LA SERPIENTE DE ORO

 

Érase una vez un campesino pobre, quien, mientras labraba sus tierras, encontró un saco lleno de monedas de oro. En el mismo saco había, además, una serpiente del mismo metal, con ojos de amatista.

El campesino llevó el tesoro a su casa sin saber qué hacer, ya que no quería quedarse con algo que no era suyo. Y sucedió que al día siguiente oyó a un pregonero anunciar que se había perdido un tesoro y que quien lo devolviese recibiría como recompensa cien monedas de oro.

El hombre se alegró mucho y llevó el tesoro al rico que decía ser su dueño, pero éste no quiso cumplir su promesa de pagar. Abrió el saco y exclamó:

–¡Ladrón! ¿Cómo te atreves a reclamar las cien monedas si te has quedado con la serpiente de oro? Aquí había dos serpientes y sólo queda una.

Vinieron los guardias y condujeron al campesino ante el rey. Y un sabio rabino, al oírle asegurar que era inocente, se presentó para defenderlo.

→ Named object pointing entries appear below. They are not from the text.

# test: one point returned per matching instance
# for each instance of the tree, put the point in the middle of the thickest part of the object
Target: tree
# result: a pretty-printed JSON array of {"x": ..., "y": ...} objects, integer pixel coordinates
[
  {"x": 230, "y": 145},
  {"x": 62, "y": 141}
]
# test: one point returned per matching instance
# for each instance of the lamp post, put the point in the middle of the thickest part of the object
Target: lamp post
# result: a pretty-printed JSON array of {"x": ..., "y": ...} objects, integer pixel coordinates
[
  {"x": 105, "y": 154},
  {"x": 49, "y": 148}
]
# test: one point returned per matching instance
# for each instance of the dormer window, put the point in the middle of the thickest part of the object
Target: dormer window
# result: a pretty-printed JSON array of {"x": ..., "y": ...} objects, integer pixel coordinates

–¿Tienes lo que reclama ese hombre? –preguntó el rabino.

–No, lo he devuelto todo –contestó el acusado.

–Entonces creo que conseguiré demostrar tu inocencia –dijo el rabino.

El rabino, el rico y el aldeano se reunieron delante del rey, y el rabino habló:

–Nadie duda de la honradez de este hombre rico que reclama su saco con dos serpientes. Pero también hemos de pensar que si este campesino no fuese honrado bien se podría haber quedado con el tesoro entero. Por eso, si ambos dicen la verdad, majestad, debes recompensar al pobre con las cien monedas que le habían sido prometidas, cogiéndolas de este tesoro que él encontró y devolvió. El resto del tesoro debes guardarlo hasta que aparezca su dueño y lo reclame. En cuanto al rico que dice haber perdido un tesoro con dos serpientes, tendrá que mandar un pregonero que anuncie su pérdida. Tal vez con suerte también pueda recuperarlo. Porque está claro que el tesoro que encontró el aldeano no es el suyo.

A todos les pareció muy bien el juicio del sabio rabino, y el rico, viendo cómo a causa de su codicia se iba a quedar sin nada, confesó la verdad.

 

La mayor calamidad no es la pobreza, sino la avaricia, que no suelta a sus secuaces hasta que ocasiona su ruina.